Rusydiah Roslan nunca se esquecerá de ver sua melhor
amiga naquele estado. "Siti estava gritando incontrolavelmente. Ninguém
sabia o que fazer. Estávamos com medo de tocá-la."
As garotas
sempre foram muito próximas, mas os eventos do ano passado fortaleceram
seu vínculo. "Isso nos ajuda a falar sobre o que aconteceu. Isso nos
ajuda a seguir em frente", diz Rusydiah.
Ele e o
cinegrafista de TV Chia Chee Lin se lembram de um abril tenso. "Era um
período de histeria em massa e os casos estavam acontecendo sem parar,
se espalhando de uma escola para outra", lembra Chia.
Um episódio
na cidade vizinha de Pengkalan Chepa atraiu uma atenção considerável da
mídia. Alunos e professores foram descritos em relatórios como
"possuídos" depois de verem uma "figura escura e sombria" espreitando ao
redor do complexo. Cerca de cem pessoas foram afetadas.
Siti
nos mostra um local isolado ao lado de uma quadra de basquete. "Aqui
foi onde tudo começou", diz, apontando para uma fileira de troncos de
árvores. "Meus colegas de escola disseram que viram uma mulher idosa de
pé entre as árvores".
"Não pude ver o que eles viram, mas suas reações foram reais."

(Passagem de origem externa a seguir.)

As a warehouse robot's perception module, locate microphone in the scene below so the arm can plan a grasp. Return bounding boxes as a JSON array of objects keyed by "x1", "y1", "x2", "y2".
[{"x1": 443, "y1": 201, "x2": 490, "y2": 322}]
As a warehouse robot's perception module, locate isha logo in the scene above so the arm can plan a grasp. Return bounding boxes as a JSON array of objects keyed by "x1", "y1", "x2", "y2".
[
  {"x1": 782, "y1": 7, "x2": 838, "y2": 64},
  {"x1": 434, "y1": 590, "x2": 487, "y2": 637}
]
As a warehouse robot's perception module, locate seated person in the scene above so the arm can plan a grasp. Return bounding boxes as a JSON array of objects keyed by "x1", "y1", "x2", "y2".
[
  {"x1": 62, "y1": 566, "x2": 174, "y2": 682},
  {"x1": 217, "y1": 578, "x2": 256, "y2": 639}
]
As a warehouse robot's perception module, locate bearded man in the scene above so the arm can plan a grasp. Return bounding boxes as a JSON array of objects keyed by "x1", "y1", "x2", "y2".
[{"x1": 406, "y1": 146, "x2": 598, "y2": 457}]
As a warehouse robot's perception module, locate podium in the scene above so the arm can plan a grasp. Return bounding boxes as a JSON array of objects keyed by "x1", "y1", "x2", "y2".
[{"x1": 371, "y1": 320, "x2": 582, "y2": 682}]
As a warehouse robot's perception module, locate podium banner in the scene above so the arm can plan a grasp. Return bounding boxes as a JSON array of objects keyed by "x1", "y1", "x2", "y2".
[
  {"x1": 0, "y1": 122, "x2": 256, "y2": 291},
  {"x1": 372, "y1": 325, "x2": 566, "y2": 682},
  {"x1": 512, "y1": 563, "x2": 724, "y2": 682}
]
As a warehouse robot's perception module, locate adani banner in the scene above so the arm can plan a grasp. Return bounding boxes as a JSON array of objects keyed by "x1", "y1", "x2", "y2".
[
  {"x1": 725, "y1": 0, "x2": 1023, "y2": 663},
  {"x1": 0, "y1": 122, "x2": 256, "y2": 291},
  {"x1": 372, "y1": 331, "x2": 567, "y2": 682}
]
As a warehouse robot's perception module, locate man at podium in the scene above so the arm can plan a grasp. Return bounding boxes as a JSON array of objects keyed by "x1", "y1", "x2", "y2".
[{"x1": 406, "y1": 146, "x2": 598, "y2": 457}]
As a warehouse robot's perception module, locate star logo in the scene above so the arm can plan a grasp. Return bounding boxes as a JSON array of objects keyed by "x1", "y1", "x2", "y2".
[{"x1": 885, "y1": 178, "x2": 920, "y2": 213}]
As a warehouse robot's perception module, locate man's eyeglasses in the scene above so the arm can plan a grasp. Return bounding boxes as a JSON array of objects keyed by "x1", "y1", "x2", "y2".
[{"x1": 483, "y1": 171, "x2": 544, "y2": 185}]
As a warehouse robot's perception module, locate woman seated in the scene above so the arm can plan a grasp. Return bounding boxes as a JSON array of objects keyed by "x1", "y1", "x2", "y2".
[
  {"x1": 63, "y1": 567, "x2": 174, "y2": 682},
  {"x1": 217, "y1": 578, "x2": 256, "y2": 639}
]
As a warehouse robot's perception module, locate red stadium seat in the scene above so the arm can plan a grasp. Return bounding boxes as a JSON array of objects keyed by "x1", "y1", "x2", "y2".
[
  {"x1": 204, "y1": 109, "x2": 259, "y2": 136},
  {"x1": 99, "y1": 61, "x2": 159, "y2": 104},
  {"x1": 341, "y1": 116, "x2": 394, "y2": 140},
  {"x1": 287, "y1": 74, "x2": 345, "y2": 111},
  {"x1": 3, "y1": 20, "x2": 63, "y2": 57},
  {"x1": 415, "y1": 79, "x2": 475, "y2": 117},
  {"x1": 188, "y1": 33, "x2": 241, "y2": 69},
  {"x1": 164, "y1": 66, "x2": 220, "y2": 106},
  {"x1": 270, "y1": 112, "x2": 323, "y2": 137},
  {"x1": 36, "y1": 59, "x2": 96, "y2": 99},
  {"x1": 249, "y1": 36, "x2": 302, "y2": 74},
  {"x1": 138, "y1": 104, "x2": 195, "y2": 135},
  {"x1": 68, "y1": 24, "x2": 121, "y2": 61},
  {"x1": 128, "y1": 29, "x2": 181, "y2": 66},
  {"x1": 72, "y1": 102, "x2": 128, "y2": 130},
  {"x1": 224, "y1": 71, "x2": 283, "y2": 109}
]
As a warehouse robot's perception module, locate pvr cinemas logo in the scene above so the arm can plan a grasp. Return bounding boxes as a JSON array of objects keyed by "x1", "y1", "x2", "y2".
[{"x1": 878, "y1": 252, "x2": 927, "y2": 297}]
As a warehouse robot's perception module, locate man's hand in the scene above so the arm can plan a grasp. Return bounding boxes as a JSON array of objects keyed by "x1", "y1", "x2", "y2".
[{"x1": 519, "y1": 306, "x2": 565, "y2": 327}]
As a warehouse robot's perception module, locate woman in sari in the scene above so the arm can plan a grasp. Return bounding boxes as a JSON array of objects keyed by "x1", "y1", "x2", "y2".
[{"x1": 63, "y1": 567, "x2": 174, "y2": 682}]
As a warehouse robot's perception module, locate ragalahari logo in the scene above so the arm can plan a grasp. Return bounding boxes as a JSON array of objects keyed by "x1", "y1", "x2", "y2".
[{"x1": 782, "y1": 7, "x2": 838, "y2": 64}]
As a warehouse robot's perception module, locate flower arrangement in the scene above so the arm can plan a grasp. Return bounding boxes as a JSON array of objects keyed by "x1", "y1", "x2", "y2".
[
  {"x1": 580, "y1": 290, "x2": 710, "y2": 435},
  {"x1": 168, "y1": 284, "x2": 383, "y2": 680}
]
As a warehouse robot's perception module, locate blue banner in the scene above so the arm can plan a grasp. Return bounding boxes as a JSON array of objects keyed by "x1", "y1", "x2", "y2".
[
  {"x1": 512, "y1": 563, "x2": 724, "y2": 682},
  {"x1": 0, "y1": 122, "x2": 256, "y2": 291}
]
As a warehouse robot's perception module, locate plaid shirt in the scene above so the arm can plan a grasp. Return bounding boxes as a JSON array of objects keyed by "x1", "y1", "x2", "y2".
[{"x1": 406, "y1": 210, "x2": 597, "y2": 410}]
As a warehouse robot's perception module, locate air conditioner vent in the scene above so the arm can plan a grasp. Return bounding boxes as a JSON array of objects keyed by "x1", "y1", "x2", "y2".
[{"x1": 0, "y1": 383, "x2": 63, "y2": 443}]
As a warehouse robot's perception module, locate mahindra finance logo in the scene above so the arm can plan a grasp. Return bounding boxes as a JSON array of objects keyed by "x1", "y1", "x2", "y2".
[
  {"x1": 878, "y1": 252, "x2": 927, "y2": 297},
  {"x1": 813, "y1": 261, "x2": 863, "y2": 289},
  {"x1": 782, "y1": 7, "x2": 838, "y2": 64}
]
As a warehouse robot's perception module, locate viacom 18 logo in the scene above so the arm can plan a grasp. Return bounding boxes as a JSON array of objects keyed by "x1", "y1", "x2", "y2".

É difícil determinar o que realmente aconteceu
naquele dia em Pengkalan Chapa 2, mas as autoridades não perderam tempo
em atacar o que acreditavam ser a fonte do problema.
"Vimos de
nossas salas de aula quando os trabalhadores chegaram com serras
elétricas para cortar as árvores", diz Siti Ain. "As árvores antigas
eram lindas e foi triste vê-las sendo cortadas, mas entendi o porquê."
Como
muitos estudantes aqui, ela encara o que aconteceu naquele dia não como
um surto de histeria em massa, mas como um evento sobrenatural.
"Qualquer
pai se sentiria mal ao ver um filho sofrer", diz Azam Yaacob, pai de
Siti. Ele diz que a filha nunca teve nenhum "problema psicológico".
Os psicólogos clínicos, como Irma Ismail, da Universiti Putra
Malaysia, não descartam o poder dessas crenças quando se trata de casos
de histeria em massa.
"A cultura malaia tem sua própria visão
sobre o fenômeno", diz ela. "Uma abordagem mais realista é a integração
de crenças espirituais com tratamento adequado da saúde mental."